The people who shape our world: Ma Jun


Time Magazine lists Chinese journalist and environmentalist Ma Jun as one of the 100 most influental people on Earth. While there are many other activists who should be on that list, it is good that Time pays attention to China. Ma Jun wrote his book China's Water Crisis in 1999, and actor Ed Norton writes for Time:

My father Ed Norton Sr., who helped found the Nature Conservancy's landmark collaboration with the People's Republic in Yunnan province, says that during its first industrial century, the U.S. had plenty of time to learn from its mistakes. "China doesn't have that kind of time," he says. "They are going to have to learn faster and leapfrog the problems we created in the West."
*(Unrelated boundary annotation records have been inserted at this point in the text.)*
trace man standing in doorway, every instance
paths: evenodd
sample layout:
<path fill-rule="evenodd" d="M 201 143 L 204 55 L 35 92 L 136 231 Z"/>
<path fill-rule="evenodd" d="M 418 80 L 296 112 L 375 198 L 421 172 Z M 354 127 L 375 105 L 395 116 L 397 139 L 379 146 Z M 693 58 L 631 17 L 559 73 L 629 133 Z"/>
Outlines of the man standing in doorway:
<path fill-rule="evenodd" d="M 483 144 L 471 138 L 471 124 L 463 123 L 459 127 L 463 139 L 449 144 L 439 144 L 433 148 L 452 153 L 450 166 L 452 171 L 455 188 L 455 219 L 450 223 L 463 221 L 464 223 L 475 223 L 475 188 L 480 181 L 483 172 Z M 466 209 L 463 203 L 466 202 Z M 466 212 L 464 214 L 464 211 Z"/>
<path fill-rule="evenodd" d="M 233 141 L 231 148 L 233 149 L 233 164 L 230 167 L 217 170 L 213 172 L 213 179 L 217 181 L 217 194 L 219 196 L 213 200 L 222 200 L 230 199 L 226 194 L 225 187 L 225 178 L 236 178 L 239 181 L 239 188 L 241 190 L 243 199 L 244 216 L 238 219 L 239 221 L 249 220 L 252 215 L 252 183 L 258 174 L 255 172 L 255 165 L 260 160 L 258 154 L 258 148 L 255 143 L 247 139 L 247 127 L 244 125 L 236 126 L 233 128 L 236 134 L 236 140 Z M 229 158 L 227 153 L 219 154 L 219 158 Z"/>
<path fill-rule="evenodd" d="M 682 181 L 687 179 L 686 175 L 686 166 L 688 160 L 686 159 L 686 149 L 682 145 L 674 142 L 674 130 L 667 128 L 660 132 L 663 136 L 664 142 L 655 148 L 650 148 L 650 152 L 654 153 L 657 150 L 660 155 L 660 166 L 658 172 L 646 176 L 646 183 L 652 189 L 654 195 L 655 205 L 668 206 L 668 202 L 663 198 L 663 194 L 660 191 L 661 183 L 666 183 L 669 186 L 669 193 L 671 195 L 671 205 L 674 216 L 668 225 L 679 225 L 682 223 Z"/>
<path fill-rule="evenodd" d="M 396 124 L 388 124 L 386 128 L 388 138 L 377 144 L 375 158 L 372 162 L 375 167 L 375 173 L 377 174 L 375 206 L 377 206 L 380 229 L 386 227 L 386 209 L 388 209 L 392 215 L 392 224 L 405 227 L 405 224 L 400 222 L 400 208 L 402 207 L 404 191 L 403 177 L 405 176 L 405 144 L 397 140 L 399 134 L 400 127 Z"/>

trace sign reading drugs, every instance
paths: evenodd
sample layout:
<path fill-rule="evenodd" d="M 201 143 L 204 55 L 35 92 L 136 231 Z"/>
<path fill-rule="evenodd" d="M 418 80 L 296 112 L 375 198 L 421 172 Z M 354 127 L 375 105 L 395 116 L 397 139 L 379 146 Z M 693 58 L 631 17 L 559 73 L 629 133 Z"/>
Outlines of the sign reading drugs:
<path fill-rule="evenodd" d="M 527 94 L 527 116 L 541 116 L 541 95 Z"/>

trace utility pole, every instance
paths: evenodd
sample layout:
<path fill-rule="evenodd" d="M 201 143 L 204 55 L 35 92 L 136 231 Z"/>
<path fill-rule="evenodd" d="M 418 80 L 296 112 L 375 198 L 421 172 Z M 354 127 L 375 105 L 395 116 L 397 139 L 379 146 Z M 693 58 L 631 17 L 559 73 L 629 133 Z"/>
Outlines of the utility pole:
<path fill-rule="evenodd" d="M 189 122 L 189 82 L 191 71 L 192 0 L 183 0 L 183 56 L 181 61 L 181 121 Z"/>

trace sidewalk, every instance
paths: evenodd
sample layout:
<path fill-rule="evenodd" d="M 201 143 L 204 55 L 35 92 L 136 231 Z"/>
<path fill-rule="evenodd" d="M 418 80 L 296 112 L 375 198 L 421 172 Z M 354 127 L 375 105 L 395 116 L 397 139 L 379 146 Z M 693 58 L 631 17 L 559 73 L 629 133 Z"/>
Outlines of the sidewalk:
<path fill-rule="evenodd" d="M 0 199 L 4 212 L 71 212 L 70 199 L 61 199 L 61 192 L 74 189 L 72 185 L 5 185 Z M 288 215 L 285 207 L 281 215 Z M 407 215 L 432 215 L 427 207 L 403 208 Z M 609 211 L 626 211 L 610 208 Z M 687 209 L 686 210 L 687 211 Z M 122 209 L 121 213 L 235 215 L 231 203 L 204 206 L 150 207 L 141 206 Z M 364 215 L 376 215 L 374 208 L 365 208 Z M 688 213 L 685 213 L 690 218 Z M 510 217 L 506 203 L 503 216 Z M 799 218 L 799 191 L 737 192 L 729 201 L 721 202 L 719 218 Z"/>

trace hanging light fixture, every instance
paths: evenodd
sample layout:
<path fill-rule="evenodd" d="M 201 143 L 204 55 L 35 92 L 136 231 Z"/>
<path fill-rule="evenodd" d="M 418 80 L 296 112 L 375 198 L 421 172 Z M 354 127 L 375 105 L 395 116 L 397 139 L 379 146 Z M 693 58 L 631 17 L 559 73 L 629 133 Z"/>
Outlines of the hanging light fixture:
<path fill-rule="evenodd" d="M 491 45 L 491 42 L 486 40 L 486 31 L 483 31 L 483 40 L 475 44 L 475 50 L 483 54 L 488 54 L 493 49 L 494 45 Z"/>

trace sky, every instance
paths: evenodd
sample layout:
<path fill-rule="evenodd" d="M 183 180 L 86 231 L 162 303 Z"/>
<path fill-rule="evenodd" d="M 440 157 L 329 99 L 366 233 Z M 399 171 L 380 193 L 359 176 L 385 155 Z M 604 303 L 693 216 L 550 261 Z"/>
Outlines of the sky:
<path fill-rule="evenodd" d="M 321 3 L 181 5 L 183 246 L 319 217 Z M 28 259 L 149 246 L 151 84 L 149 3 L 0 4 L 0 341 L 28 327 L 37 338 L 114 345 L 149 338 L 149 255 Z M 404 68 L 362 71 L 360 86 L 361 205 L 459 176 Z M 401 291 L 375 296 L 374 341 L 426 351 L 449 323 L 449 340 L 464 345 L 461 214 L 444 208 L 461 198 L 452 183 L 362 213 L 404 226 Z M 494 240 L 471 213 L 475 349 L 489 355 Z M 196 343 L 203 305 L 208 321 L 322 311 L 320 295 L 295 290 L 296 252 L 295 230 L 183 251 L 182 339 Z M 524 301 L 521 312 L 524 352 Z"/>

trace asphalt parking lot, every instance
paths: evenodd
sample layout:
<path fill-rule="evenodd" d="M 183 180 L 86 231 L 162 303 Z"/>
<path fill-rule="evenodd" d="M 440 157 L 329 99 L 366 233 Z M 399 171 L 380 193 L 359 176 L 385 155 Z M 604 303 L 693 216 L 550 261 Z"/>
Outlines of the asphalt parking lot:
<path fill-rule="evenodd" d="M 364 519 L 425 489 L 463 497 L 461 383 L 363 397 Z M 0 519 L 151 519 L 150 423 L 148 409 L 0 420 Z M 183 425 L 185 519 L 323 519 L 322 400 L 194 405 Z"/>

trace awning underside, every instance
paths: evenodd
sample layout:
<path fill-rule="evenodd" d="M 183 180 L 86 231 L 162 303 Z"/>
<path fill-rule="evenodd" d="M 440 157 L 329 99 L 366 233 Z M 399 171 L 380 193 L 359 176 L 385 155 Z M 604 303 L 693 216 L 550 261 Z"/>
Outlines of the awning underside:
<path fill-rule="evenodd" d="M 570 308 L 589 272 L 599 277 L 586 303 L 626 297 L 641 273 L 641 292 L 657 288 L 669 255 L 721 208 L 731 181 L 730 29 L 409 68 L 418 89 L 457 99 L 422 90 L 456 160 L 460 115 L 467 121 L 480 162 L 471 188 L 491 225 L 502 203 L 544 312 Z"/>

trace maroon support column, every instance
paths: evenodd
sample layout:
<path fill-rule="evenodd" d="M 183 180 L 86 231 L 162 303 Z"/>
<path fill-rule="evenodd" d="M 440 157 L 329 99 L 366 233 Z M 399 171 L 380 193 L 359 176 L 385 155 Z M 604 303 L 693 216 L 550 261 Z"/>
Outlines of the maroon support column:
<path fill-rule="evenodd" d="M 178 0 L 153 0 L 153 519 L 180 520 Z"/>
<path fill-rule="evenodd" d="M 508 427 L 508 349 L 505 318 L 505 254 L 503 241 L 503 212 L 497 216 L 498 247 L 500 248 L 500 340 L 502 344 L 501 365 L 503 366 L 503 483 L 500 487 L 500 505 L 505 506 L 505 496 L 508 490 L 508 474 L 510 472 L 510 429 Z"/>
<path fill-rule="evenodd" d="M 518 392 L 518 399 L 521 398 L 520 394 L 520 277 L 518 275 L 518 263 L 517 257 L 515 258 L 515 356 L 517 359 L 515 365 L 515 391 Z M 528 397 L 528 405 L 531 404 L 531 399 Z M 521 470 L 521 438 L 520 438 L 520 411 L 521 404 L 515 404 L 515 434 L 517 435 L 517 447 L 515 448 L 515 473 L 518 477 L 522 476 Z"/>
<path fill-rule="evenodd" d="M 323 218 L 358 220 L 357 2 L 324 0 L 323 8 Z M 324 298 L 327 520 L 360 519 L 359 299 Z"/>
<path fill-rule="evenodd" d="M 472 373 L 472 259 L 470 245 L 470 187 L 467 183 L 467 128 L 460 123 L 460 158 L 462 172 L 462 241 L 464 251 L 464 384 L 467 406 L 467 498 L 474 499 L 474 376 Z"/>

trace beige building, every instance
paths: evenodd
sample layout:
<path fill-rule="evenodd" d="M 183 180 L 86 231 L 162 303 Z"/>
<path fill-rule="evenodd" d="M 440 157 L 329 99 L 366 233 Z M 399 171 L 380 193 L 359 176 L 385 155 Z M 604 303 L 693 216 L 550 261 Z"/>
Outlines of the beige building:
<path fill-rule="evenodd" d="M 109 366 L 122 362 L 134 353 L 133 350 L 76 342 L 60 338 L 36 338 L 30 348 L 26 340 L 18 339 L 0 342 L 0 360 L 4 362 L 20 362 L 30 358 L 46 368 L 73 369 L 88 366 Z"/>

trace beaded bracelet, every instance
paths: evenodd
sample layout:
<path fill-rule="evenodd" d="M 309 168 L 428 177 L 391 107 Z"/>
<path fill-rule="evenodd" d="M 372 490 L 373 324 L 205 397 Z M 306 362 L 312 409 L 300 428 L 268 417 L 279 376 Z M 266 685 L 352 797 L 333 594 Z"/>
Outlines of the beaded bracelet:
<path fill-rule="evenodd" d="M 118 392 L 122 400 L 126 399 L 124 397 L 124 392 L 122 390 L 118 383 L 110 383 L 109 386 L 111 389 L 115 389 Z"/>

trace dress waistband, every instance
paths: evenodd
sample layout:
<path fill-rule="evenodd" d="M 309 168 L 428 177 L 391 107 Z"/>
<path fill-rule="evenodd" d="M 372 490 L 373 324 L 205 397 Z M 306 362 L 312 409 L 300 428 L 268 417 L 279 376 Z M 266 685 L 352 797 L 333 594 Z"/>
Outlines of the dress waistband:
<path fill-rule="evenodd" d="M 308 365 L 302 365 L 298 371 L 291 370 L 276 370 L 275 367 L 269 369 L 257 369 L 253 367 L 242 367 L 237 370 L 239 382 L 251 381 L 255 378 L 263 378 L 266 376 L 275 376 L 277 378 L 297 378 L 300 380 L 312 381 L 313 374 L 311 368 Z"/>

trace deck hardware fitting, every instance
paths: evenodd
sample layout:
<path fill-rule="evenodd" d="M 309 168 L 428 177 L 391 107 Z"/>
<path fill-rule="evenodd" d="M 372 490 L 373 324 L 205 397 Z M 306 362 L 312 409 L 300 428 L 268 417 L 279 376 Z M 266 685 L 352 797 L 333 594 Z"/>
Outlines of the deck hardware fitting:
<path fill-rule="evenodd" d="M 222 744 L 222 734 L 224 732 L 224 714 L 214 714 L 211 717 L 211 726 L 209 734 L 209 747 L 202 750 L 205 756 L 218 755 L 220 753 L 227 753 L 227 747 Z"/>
The greatest concern to Mr. Ma is the condition of China’s two major rivers, the Yellow and the Yangzi. The very existence of the Yellow River is threatened by massive reductions in water flow caused by a variety of man-made programs while chronic soil erosion resulting from defor-estation together with dam construction has led to a cycle of flood and drought in the Yangzi River basin. The same issues are reflected in China’s smaller rivers. Mr. Ma documents the persistent drought conditions in the southeast, the impact of pollutants on the Tibetan plateau, the defects in China’s large-scale reservoirs, steadily diminishing underground water tables, and the growing abuse of aquifers for urbanization and industrialization.

(Oh, by the way, South Korean singer Rain also made the Time 100 list, for reasons that have nothing to do with water at all!)